Personal information
- Full name: Rowan Scrope Rait Kerr
- Born: 13 April 1891 Bray, Ireland
- Died: 7 April 1961 (aged 69) Constantine Bay, Cornwall, England
- Batting: Right-handed

Domestic team information
- 1913/14–1920/21: Europeans

Career statistics
| Competition | First-class |
| Matches | 6 |
| Runs scored | 89 |
| Batting average | 7.41 |
| 100s/50s | –/– |
| Top score | 24 |
| Catches/stumpings | 3/– |
- Source: Cricinfo, 3 January 2022

= Rowan Rait Kerr =

Irish-born cricketer, secretary of the MCC

Colonel Rowan Scrope Rait Kerr (13 April 1891 – 7 April 1961) was an Irish-born cricketer and sporting administrator.

Rait Kerr was born in Bray, Ireland third son of Sylvester Rait Kerr of Rathmoyle, Edenderry King's Co and led a distinguished army career. He was educated at Rugby. He graduated from Sandhurst in 1910 and joined the Royal Engineers. By 1916 he had been promoted to temporary captain, and by 1917 he was acting major and had been awarded the Military Cross and the D.S.O.

As a cricketer, he played in six first-class matches. Five of these were for the Europeans in India between 1913–14 and 1920–21, while the other came after a decade's absence from first-class cricket when he appeared for the Army against Oxford University in 1931.

He succeeded William Findlay as Secretary of the Marylebone Cricket Club in 1936 and he retired in 1952. His daughter Diana Rait Kerr became the first Curator of the MCC and she later became one of the first elected lady members of the club in 1999.

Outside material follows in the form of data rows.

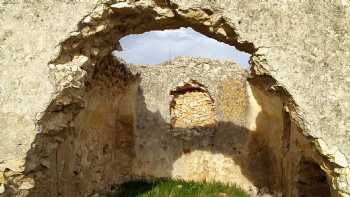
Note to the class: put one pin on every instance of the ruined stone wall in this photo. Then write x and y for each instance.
(50, 47)
(191, 148)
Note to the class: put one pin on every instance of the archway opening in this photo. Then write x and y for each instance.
(156, 47)
(110, 118)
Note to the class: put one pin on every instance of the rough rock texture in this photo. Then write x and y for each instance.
(49, 50)
(207, 143)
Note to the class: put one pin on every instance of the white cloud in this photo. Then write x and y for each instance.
(158, 46)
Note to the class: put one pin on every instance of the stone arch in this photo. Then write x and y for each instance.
(78, 69)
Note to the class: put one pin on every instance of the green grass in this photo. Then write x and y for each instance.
(177, 188)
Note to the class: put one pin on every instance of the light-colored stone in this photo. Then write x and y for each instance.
(300, 49)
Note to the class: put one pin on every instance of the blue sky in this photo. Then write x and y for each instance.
(155, 47)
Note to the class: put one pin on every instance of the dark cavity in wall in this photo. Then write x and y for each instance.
(312, 180)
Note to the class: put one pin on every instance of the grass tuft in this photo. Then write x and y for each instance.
(177, 188)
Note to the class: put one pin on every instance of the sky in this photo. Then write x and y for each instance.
(155, 47)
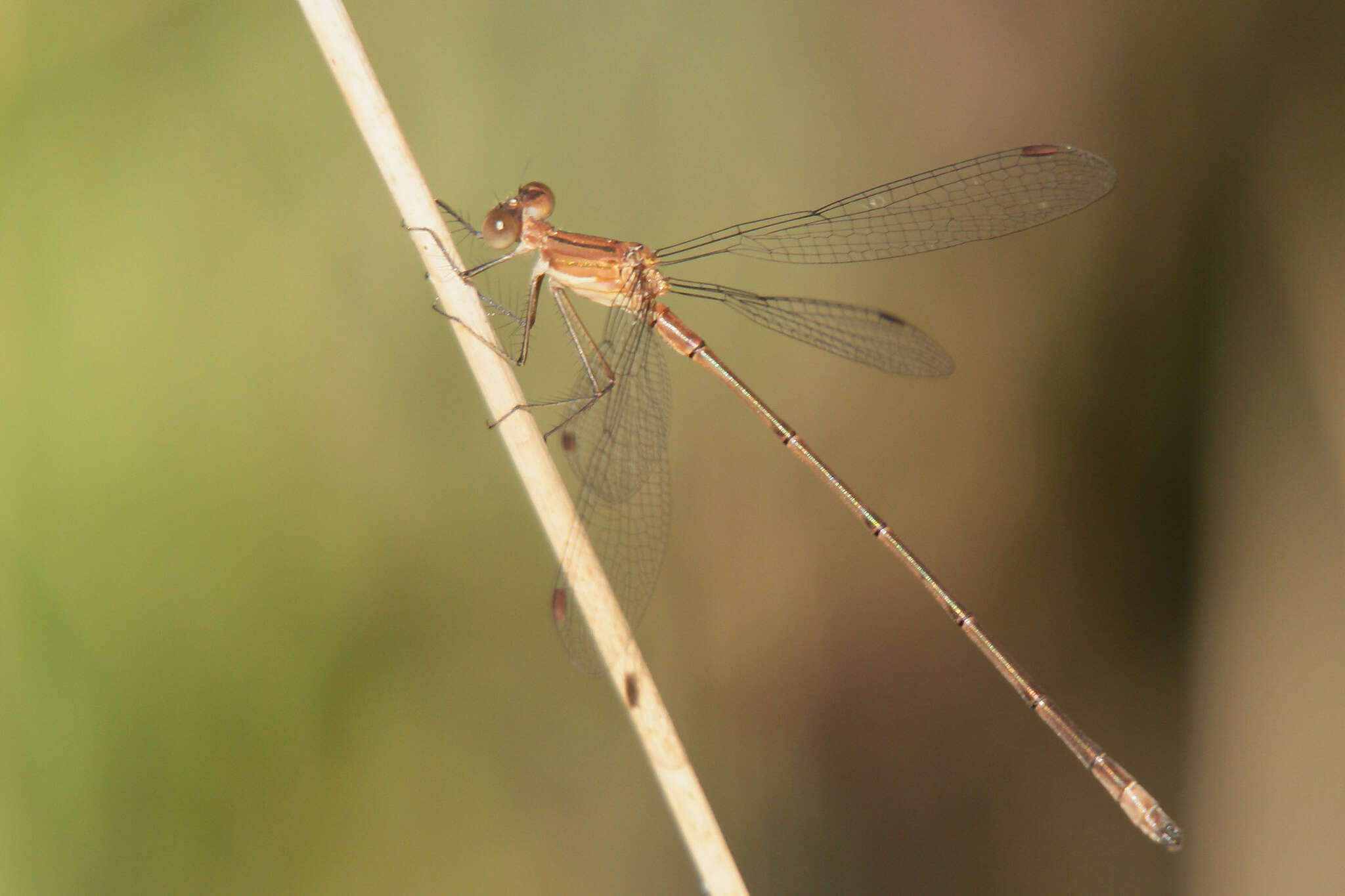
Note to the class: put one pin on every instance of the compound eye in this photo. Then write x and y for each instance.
(537, 199)
(500, 227)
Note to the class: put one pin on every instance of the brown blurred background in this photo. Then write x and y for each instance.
(273, 606)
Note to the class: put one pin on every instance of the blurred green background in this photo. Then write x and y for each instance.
(275, 612)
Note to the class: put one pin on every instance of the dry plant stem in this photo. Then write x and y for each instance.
(626, 667)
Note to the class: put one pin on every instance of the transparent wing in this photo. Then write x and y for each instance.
(852, 332)
(978, 199)
(618, 450)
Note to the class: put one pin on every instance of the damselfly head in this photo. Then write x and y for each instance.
(505, 223)
(537, 199)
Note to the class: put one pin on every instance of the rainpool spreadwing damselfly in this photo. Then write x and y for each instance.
(615, 427)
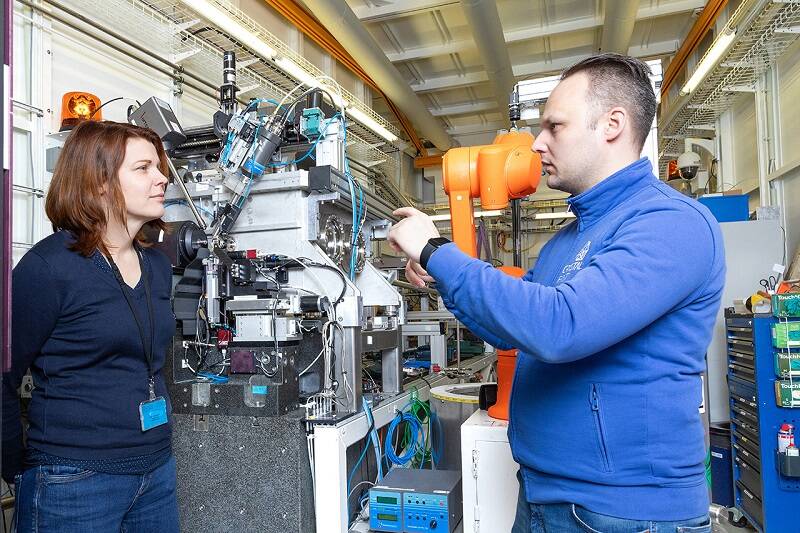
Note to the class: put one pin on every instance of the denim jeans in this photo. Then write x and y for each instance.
(66, 499)
(571, 518)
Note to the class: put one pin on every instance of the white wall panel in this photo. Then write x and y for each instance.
(745, 154)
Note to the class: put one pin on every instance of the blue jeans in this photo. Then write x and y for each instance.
(571, 518)
(66, 499)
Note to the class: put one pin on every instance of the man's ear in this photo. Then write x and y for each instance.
(615, 124)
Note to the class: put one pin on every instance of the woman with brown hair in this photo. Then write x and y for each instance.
(92, 320)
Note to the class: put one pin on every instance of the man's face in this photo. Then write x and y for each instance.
(567, 143)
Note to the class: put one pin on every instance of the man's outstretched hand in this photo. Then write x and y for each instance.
(410, 236)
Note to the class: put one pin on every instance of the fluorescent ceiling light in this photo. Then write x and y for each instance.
(372, 124)
(298, 72)
(718, 49)
(229, 25)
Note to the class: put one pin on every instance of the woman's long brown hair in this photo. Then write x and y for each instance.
(88, 164)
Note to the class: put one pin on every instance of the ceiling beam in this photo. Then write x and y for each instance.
(398, 8)
(586, 23)
(538, 68)
(465, 109)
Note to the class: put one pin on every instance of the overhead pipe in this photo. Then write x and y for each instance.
(487, 32)
(620, 18)
(340, 20)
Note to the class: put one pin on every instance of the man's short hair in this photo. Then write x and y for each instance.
(617, 80)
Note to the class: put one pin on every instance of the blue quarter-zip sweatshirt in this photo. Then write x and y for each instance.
(612, 326)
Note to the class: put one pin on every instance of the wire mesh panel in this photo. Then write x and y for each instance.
(756, 48)
(174, 32)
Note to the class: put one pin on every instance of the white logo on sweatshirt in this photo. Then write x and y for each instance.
(576, 265)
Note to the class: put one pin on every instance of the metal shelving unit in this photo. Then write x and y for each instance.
(768, 498)
(764, 30)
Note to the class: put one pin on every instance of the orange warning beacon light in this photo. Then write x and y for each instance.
(505, 170)
(78, 106)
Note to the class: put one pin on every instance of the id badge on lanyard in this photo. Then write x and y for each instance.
(153, 411)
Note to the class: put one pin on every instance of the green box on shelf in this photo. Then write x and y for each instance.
(786, 305)
(786, 335)
(787, 393)
(786, 361)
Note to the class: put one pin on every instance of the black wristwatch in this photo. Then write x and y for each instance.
(430, 247)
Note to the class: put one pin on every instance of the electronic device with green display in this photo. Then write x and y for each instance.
(416, 501)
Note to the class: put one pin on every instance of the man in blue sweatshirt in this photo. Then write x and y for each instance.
(612, 323)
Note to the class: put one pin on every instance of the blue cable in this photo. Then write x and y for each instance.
(373, 436)
(416, 429)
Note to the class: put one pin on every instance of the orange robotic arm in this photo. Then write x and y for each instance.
(496, 173)
(505, 170)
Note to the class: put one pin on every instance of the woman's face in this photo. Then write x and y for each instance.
(141, 182)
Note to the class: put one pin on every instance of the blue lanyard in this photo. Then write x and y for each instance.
(147, 348)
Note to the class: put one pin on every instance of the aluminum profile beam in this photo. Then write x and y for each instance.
(343, 24)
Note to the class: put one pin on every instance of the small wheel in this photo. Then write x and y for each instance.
(736, 518)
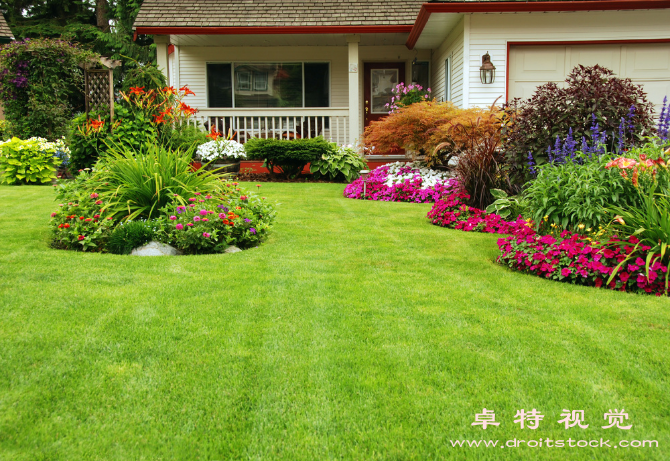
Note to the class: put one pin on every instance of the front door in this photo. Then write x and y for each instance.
(380, 78)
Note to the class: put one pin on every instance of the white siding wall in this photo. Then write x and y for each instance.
(193, 60)
(491, 32)
(451, 47)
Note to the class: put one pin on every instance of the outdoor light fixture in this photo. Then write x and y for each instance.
(488, 71)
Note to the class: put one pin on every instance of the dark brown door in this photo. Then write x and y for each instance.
(379, 79)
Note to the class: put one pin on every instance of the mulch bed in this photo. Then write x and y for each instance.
(265, 177)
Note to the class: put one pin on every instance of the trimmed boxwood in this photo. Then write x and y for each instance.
(289, 157)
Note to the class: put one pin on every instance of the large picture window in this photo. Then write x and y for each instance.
(251, 85)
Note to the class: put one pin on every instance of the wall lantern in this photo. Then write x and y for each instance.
(488, 71)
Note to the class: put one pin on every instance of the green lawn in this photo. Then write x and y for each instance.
(357, 331)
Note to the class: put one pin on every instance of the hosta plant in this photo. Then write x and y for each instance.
(342, 163)
(30, 161)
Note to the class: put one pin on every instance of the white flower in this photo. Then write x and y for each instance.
(221, 149)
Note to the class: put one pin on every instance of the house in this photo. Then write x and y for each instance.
(291, 68)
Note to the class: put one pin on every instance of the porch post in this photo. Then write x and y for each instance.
(161, 42)
(354, 96)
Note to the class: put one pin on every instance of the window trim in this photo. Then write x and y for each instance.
(302, 62)
(447, 79)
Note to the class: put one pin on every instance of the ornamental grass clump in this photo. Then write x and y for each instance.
(139, 186)
(401, 182)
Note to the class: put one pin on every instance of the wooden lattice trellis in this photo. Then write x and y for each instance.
(100, 91)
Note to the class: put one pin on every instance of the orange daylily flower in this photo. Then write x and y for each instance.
(214, 134)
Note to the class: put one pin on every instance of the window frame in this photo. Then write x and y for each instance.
(447, 78)
(302, 63)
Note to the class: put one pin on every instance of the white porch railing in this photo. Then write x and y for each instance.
(278, 123)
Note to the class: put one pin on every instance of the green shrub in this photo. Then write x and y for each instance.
(288, 156)
(573, 194)
(128, 236)
(339, 164)
(32, 161)
(138, 186)
(41, 85)
(81, 225)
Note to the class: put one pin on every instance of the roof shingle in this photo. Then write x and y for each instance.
(277, 13)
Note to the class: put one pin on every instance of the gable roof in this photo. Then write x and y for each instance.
(5, 31)
(276, 13)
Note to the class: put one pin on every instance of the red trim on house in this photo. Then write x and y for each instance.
(572, 42)
(526, 7)
(274, 30)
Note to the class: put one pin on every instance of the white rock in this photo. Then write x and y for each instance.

Colonel Rait Kerr died at Constantine Bay in Cornwall, aged 69.

==Bibliography==
- A History of Royal Engineers Cricket 1862-1924, Institute of Royal Engineers, 1925.
- The laws of cricket: Their history and growth, Longmans, Green & Co, 1950.
- Cricket Umpiring and Scoring, Phoenix House, 1964.
- Cricket Umpiring and Scoring - 3rd Revised edition, with Thomas Edward Smith, Littlehampton Book Services Ltd, 1969.